Софья Купряшина

© Софья Купряшина, 2014

Больница

Утром: запахи старых шмоток. Отвратительная, наполненная солнцем сцена. Пыльно-солнечные раструбы. «Не-е-ет, — думает она, — это не жизнь. — И вспоминает: Ах да, жизни больше не будет. Красная дорога Моравиа, мост Кафки, сильные, но беспредметные действия, открывание комнаты хитиновым плоским ртом, обреченное на неудачу. Я лучше все забуду, как забыла детство в белых корпусах с видами на море, седого человека, наклоняющего благородную голову, чтобы поцеловать ручку девочке и ублажить первую скрипку Союза. Завтраки на террасах, залитых солнцем, безадресные и громкие приветствия, сонм ритуалов, нарушение которых смерти подобно; кроме формул любезности — скрэбл, буримэ, обсуждение вновь написанного и доклады, лес, вертинские гаадА, вечера импровизаций и капустников на широком балконе у самой воды, а дружить можно лишь с Сулико Гвардцители и Андреем Шнейдерманом, но никак не с уборщицкой Ленкой. Забавы полусвета… Тогда все во мне протестовало, теперь я хочу этого. Я была научена правильно сидеть, кушать, кланяться, знала много иностранных слов приветствия и благодарности, могла вставить по делу антрну, визави, комильфо, two days later, но никогда не могла хуй тебе в рот, дежавю, бьен ди, из греческого — пепайдевкос, мимесис, ихь штербе, синьоре Панталоне, а пропо, ваниль, ночной корабль в мириадах огней и неизбежные кони. И все это „быво“ до того „миво“ (по выражению „партикулярного советника“), что „не быво сив“».

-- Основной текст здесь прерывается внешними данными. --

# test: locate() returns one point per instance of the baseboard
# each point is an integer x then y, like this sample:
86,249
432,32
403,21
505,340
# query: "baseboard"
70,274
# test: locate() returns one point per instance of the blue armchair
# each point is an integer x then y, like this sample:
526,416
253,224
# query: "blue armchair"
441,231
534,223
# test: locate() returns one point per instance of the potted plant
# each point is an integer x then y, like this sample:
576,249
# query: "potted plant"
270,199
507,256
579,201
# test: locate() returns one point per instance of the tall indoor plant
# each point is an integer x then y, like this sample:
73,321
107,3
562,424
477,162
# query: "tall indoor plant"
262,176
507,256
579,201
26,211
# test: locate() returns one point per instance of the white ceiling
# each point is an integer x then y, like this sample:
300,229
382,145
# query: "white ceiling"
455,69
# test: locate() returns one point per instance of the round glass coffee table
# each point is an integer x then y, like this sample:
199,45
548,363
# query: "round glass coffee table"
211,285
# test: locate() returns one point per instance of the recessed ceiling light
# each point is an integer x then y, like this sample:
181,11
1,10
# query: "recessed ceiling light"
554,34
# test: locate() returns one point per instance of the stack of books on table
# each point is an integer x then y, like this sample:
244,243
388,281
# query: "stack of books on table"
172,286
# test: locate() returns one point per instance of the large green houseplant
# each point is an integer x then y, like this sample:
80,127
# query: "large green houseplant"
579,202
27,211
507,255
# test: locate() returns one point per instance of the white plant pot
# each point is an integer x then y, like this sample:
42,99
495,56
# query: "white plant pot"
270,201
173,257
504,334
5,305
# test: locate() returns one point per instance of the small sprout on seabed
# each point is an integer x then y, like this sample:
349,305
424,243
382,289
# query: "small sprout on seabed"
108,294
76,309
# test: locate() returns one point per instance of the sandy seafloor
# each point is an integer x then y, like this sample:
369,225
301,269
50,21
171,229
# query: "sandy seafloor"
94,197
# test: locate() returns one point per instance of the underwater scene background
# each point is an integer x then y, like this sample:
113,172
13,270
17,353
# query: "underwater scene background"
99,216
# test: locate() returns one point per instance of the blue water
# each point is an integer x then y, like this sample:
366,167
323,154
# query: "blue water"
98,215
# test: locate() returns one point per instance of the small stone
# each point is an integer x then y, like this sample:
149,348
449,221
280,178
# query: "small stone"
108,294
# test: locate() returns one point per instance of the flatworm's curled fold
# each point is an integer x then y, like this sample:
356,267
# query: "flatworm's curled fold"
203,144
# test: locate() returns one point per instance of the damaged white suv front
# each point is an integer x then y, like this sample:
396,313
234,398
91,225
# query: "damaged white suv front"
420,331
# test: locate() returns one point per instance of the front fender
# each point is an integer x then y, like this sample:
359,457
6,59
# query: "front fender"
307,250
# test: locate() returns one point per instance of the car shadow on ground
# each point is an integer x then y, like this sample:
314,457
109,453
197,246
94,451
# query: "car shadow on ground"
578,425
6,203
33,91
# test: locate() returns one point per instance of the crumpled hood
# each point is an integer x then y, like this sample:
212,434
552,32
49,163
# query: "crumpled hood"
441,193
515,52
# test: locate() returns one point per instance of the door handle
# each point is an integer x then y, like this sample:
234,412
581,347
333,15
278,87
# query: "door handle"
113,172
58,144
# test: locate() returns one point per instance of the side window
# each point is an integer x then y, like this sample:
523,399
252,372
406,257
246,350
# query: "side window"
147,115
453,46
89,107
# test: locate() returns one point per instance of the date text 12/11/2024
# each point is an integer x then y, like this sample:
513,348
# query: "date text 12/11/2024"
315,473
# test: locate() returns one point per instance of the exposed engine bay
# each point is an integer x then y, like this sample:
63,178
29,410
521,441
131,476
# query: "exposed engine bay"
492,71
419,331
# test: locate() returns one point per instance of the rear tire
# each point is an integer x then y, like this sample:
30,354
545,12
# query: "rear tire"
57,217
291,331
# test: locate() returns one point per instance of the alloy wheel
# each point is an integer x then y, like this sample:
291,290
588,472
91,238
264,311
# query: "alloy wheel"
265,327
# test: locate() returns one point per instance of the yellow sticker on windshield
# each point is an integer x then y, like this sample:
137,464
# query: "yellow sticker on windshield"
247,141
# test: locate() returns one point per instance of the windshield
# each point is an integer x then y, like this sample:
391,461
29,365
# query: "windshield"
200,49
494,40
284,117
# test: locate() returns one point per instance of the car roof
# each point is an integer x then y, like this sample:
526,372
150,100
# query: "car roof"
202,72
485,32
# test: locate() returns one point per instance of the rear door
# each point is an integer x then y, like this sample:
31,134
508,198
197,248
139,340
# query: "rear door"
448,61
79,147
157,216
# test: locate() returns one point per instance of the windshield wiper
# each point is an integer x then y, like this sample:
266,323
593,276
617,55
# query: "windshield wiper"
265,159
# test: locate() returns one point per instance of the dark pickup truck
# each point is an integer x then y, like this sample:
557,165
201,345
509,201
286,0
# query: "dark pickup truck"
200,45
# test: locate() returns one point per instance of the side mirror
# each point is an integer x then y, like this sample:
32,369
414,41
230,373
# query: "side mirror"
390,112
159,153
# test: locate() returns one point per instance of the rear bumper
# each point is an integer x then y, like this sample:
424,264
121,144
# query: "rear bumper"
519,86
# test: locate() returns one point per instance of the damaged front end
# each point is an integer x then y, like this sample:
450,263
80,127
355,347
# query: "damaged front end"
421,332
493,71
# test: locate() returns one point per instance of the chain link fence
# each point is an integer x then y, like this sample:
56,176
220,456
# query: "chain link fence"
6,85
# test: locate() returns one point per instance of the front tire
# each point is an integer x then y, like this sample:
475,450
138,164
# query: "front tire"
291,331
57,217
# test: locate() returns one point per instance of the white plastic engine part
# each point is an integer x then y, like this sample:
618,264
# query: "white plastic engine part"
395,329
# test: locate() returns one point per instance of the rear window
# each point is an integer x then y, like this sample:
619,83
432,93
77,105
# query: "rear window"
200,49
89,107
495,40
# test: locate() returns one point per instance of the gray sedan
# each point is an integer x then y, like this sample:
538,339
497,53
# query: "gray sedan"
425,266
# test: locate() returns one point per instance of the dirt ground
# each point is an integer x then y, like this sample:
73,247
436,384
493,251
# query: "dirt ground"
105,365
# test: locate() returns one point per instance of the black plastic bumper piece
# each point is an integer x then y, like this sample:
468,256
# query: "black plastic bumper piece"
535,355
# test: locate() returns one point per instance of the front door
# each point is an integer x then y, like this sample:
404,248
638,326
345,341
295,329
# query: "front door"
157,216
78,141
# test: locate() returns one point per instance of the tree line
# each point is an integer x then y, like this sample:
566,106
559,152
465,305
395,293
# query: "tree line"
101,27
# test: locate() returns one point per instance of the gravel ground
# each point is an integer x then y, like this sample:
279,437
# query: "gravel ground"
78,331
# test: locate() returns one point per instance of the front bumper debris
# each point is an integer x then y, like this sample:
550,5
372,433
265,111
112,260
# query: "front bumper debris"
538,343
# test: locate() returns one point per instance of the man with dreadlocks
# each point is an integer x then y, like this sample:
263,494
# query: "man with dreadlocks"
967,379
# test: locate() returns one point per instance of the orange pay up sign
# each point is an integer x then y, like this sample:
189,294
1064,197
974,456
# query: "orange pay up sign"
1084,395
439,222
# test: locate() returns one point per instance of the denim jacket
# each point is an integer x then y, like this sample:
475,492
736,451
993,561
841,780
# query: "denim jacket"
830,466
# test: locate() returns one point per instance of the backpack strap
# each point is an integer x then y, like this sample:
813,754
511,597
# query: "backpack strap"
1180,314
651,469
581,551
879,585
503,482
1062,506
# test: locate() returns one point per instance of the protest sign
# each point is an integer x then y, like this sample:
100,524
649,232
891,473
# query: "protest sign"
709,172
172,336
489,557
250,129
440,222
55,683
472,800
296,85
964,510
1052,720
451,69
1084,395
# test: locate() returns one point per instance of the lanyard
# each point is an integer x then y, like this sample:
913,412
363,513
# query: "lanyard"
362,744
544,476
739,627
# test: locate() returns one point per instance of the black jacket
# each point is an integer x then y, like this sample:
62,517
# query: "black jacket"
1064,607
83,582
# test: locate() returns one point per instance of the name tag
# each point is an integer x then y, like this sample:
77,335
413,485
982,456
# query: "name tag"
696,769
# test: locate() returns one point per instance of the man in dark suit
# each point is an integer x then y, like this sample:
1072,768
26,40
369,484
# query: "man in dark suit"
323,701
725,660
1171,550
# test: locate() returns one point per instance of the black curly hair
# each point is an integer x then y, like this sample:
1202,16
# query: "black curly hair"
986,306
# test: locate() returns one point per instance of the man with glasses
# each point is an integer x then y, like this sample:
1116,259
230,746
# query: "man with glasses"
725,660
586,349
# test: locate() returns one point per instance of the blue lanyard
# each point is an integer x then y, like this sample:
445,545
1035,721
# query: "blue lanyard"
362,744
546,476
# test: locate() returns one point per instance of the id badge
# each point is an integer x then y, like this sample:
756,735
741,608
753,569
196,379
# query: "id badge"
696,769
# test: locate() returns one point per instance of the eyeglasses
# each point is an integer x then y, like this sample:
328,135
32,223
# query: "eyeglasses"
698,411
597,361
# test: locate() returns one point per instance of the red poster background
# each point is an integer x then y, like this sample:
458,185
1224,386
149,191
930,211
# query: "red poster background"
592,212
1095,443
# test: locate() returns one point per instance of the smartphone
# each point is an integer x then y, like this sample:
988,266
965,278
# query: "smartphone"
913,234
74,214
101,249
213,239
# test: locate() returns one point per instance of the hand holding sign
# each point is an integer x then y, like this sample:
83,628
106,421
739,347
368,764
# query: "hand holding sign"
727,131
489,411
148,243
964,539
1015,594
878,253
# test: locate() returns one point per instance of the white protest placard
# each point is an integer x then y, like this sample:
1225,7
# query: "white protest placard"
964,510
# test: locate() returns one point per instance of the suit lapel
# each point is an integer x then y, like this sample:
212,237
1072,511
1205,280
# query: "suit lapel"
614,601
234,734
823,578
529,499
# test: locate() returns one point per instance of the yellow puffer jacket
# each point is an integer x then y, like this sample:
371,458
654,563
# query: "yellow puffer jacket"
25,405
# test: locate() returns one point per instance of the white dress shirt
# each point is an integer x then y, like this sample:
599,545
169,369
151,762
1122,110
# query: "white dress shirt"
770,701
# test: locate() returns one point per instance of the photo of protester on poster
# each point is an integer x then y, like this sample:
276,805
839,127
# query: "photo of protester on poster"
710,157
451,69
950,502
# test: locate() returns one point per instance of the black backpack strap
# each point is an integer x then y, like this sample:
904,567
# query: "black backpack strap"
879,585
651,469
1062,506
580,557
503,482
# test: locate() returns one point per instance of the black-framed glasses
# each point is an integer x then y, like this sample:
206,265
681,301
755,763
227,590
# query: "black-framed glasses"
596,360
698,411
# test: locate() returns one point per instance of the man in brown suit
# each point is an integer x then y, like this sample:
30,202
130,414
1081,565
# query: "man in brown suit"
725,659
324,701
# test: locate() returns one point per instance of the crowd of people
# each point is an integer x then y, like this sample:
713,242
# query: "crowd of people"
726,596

Но рассвет встретит тебя сотней валторн. Я хуево рассказываю, но, если представить мою мимику и мой жест, все будет круто. Вот. Разорение неминуемо должно было наступить: все не вечно, остаются остатки привычек. Кончились фирменные джинсы, кофточки из французской пряжи «беби» съежились, ибо я росла, исчезли фолианты, пюпитр, интеллектуальные игры, пожилая гувернантка Элизабет и вечерние прогулки по набережным под кружевными зонтами.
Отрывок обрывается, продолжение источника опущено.